$A\in M_n(\mathbb C)$ invertible and non-diagonalizable matrix. Prove $A^{2005}$ is not diagonalizable

Question

$A\in M_n(\mathbb C)$ invertible and non-diagonalizable matrix. I need to prove that $A^{2005}$ is not diagonalizable as well. I am asked as well if Is it true also for $A\in M_n(\mathbb R)$. (clearly a question from 2005).

This is what I did: If $A\in M_n(\mathbb C)$ is invertible so $0$ is not an eigenvalue, We can look on its Jordan form, Since we under $\mathbb C$, and it is nilpotent for sure since $0$ is not an eigenvalue, and it has at least one 1 in it's semi-diagonal. Let $P$ be the matrix with Jordan base, so $P^{-1}AP=J$ and $P^{-1}A^{2005}P$ but it leads me nowhere.

I tried to suppose that $A^{2005}$ is diagonalizable and than we have this $P^{-1}A^{2005}P=D$ When D is diagonal and we can take 2005th root out of each eigenvalue, but how can I show that this is what A after being diagonalizable suppose to look like, for as contradiction?

Thanks

Answer 1

If $A^m$ is diagonalizable, then $A^m$ is cancelled by its minimal polynomial $P$, which has simple roots. Therefore $A$ is cancelled by $P(X^m)$ which has simple roots because $P(0)\neq 0$ ($A$ is invertible).

Indeed, if $P(X)=\prod (X-\lambda_i)$, then $P(X^m)=\prod (X^m-\lambda_i)$ whose roots are all the $m$-roots of $\lambda_i$ which differ one frome another (if $\mu_i$ is a $m$-root of $\lambda_i$, then $\mu_i\neq \mu_j$ else $\lambda_i=\mu_i^m=\mu_j^m=\lambda_j$).

Answer 2

As luck would have it, the implication: $A^n$ diagonalizable and invertible $\Rightarrow A$ diagonalizable, was discussed in XKCD forum recently. See my answer there as well as further dicussion in another thread.

Answer 3

This is just a rewriting of this other answer adding some more details in the derivation.

Suppose $A^m$ is diagonalisable. This is equivalent to the minimal polynomial of $A^m$ splitting into linear factors. Denoting with $\mu$ the minimal polynomial of $A^m$ and with $\lambda_i$ its eigenvalues (where $\lambda_i\neq\lambda_j$ for $i\neq j$), this means that the polynomial $$\mu(x) = \prod_i (x - \lambda_i)\tag A$$ is the one with the smallest degree such that $\mu(A^m)=0$.
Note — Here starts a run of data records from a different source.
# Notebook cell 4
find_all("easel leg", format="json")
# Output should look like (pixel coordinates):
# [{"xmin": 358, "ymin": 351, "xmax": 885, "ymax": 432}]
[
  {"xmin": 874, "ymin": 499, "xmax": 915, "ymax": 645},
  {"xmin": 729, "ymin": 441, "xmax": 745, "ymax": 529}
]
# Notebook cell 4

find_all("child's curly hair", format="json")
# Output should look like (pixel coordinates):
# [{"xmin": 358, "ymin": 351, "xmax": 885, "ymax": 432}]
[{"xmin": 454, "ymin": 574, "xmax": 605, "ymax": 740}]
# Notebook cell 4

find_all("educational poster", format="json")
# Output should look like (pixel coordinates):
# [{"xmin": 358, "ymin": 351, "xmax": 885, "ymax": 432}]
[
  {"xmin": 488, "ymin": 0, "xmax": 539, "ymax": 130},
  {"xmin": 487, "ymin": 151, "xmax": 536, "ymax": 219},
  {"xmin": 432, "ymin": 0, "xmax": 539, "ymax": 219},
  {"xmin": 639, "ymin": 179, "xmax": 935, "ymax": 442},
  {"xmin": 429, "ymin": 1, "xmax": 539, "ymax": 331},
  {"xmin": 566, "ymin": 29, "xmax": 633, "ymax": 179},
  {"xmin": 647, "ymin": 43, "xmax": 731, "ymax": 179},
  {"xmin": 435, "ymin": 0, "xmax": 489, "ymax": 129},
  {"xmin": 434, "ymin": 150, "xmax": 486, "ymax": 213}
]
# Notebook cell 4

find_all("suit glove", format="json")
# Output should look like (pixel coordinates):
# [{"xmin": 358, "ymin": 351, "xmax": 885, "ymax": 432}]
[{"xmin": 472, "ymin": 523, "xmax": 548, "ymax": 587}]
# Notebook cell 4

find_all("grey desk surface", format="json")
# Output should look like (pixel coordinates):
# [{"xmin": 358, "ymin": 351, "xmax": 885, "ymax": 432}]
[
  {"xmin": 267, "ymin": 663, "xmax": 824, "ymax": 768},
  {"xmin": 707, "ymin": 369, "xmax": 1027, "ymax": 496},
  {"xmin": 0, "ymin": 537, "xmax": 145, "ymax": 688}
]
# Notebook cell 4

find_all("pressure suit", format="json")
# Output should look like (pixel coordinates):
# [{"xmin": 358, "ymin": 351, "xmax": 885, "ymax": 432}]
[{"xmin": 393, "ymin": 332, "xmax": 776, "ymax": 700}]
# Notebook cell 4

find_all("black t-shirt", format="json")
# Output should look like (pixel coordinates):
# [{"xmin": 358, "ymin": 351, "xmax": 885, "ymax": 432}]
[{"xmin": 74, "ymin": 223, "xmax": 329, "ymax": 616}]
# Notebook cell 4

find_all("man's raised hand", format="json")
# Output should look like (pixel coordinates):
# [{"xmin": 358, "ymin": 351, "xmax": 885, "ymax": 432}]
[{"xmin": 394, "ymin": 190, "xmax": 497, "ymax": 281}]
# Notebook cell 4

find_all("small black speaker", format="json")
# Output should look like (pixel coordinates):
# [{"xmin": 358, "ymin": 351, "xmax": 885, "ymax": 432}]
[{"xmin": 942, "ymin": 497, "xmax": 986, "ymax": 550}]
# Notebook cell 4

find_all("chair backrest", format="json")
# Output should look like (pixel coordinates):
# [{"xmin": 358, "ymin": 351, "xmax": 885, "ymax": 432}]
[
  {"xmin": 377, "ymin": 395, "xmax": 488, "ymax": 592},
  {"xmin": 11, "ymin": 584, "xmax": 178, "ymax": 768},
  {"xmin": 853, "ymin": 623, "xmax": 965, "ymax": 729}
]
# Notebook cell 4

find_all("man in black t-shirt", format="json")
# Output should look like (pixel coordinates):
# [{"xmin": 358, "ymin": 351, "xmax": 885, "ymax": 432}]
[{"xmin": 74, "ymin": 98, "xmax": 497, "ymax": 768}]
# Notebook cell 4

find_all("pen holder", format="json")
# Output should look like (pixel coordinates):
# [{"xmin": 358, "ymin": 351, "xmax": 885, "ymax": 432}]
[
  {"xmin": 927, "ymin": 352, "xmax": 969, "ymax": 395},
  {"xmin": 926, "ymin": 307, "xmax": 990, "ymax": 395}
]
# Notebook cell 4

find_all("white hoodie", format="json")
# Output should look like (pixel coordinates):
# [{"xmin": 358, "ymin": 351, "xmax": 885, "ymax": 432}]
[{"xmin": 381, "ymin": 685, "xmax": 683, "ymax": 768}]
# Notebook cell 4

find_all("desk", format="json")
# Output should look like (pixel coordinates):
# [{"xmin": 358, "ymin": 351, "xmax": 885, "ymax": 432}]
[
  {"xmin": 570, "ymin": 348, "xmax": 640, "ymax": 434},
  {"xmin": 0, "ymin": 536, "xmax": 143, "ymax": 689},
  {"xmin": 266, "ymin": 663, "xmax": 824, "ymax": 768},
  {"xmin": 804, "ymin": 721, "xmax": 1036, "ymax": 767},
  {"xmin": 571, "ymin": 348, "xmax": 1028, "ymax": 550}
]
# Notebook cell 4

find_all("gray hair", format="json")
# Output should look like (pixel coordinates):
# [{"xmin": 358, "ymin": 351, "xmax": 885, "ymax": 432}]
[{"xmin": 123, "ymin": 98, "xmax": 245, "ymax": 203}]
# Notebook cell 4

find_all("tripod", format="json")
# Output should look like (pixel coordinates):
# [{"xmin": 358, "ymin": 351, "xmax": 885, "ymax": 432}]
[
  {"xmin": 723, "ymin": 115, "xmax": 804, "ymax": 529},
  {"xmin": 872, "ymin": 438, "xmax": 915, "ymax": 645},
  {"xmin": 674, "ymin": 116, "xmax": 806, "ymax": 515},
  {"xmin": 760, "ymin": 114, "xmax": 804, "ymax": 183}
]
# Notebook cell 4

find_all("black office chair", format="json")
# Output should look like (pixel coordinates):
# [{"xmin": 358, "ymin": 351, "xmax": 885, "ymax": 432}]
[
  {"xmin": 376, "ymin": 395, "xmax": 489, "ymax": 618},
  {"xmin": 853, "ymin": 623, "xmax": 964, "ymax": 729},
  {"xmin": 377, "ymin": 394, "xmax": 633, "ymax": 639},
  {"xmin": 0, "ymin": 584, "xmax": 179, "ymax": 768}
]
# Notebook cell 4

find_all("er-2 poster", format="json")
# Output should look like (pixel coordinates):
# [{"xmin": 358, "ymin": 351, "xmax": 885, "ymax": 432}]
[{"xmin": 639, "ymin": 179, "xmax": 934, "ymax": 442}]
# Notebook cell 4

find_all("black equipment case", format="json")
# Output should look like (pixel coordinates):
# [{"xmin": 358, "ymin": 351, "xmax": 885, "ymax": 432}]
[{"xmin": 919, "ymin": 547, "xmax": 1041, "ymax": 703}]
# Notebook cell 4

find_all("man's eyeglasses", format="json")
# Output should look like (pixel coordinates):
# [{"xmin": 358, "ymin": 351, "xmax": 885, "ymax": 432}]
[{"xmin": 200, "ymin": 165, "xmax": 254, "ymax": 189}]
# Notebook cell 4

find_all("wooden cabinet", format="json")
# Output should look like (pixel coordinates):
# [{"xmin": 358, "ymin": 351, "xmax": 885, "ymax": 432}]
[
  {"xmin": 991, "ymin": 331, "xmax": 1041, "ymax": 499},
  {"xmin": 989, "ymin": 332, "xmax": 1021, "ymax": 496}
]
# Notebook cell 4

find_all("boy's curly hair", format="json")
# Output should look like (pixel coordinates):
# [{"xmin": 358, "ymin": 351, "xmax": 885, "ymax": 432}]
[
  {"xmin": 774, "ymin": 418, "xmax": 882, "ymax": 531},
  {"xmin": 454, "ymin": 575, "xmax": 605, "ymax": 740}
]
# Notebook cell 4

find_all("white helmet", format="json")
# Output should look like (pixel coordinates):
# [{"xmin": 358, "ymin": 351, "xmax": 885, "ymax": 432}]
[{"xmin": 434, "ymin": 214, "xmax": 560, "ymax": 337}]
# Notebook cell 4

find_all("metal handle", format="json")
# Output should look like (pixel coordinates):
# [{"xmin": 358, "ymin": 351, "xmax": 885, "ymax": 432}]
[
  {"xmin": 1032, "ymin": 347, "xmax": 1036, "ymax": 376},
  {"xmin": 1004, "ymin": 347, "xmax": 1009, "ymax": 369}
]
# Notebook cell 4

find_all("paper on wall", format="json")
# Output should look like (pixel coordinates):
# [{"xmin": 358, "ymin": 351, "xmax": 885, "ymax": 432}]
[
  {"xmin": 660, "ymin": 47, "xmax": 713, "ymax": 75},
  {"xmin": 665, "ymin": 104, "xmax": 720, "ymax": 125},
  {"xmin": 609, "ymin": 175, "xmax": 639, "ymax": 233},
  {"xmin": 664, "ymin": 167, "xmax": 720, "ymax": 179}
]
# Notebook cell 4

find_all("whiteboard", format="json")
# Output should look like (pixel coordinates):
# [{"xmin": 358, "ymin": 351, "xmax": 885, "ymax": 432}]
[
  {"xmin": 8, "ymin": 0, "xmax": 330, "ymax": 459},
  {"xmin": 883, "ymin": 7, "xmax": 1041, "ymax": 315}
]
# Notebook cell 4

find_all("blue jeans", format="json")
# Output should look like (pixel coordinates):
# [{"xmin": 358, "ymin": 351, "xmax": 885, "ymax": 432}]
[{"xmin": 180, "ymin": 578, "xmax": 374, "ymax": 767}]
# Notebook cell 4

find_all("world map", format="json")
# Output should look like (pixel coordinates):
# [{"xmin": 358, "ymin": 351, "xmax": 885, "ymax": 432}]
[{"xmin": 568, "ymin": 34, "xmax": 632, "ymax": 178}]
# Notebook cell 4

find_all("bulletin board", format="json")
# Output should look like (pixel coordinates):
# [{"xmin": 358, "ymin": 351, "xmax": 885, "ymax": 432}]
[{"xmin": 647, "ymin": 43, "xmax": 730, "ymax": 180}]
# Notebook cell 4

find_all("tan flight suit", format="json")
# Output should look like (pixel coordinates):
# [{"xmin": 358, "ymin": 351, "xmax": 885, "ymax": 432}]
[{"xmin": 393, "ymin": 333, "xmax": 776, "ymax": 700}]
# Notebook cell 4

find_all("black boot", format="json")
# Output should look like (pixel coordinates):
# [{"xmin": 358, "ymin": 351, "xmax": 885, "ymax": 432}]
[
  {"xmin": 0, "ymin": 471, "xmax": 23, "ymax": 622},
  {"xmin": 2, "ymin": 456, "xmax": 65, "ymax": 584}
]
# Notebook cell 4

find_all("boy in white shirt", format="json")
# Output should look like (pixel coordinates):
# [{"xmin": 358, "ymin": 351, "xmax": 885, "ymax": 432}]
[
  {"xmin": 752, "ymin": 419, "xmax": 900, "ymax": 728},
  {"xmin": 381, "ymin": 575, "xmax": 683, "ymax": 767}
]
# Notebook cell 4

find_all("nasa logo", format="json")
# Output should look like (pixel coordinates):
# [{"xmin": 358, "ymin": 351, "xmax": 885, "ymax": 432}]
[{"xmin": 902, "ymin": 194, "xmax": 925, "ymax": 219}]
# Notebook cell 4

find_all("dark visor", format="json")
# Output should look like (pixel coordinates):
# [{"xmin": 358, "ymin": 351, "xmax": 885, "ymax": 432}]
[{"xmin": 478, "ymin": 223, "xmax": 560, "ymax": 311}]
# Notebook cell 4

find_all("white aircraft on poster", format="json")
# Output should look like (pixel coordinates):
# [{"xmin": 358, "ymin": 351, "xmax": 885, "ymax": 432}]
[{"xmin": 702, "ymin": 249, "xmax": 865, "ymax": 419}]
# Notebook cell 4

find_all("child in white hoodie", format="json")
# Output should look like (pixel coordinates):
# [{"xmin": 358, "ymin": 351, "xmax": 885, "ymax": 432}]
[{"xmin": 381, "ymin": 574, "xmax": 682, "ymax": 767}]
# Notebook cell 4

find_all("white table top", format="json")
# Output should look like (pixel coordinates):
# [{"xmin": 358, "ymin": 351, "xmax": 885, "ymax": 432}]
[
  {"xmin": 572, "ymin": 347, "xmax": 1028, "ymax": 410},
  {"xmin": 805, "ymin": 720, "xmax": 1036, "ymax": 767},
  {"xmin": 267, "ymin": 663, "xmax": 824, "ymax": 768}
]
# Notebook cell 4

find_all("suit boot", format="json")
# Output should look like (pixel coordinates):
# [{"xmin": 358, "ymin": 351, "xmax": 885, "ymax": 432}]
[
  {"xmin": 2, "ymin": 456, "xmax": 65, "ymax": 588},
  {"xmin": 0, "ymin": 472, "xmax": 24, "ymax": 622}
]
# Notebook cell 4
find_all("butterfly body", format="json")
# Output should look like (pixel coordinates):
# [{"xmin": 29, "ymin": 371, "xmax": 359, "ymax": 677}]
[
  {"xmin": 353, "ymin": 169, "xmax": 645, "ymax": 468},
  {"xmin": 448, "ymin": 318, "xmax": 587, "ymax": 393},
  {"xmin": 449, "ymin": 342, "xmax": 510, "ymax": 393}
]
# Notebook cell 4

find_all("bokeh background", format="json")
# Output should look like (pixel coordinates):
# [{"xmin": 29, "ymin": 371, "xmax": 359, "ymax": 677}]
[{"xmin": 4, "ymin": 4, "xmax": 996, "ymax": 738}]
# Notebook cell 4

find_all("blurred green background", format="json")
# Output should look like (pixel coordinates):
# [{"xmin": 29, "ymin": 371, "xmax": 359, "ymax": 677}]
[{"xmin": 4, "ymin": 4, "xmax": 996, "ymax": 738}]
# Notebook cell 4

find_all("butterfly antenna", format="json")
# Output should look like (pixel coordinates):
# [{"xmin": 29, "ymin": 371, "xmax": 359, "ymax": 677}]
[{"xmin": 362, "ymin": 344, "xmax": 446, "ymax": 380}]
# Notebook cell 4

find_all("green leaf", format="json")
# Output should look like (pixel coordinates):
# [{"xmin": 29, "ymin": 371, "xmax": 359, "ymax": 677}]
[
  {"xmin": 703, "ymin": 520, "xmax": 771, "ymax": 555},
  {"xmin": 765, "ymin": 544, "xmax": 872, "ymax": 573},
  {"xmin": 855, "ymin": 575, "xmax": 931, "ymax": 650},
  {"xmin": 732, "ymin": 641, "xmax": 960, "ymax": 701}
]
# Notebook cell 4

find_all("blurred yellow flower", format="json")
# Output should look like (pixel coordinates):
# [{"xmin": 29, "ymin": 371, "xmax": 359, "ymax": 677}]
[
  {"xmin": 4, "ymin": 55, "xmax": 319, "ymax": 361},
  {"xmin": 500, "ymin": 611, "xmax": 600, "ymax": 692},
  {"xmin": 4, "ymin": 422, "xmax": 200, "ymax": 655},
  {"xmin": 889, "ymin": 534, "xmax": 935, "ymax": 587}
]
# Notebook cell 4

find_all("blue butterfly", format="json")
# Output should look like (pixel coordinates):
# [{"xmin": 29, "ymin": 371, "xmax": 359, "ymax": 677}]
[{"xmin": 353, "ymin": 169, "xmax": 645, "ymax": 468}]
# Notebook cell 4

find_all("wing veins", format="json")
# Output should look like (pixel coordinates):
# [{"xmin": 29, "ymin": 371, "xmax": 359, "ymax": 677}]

Define now the polynomial $p$ as the one such that $p(x)=\mu(x^m)$. Clearly, this satisfies $p(A)=0$. Using the expression (A), we can write $p$ as $$p(x)=\prod_i (x^m - \lambda_i).\tag B$$

Now, if we are working in $\mathbb C$, then all polynomials of the form $x^m-c$ with $c\neq0$ have $m$ distinct roots and therefore split linearly as $$x^m - c = \prod_j (x - c_j), \qquad c_j^m = c.$$

Note that if $A$ is non-invertible, this leaves open the possibility that $\lambda_i=0$ for some $i$, and then $p$ contains a factor of the form $x^m$, which would imply $A$ is not diagonalisable (it doesn't have to imply this, because the minimal polynomial of $A$ only has to divide $p$, and therefore could still not contain these terms).

If, on the other hand, $A$ is invertible, then we know that $\lambda_i\neq0$, therefore $p$ splits linearly, and therefore the minimal polynomial of $A$ does as well.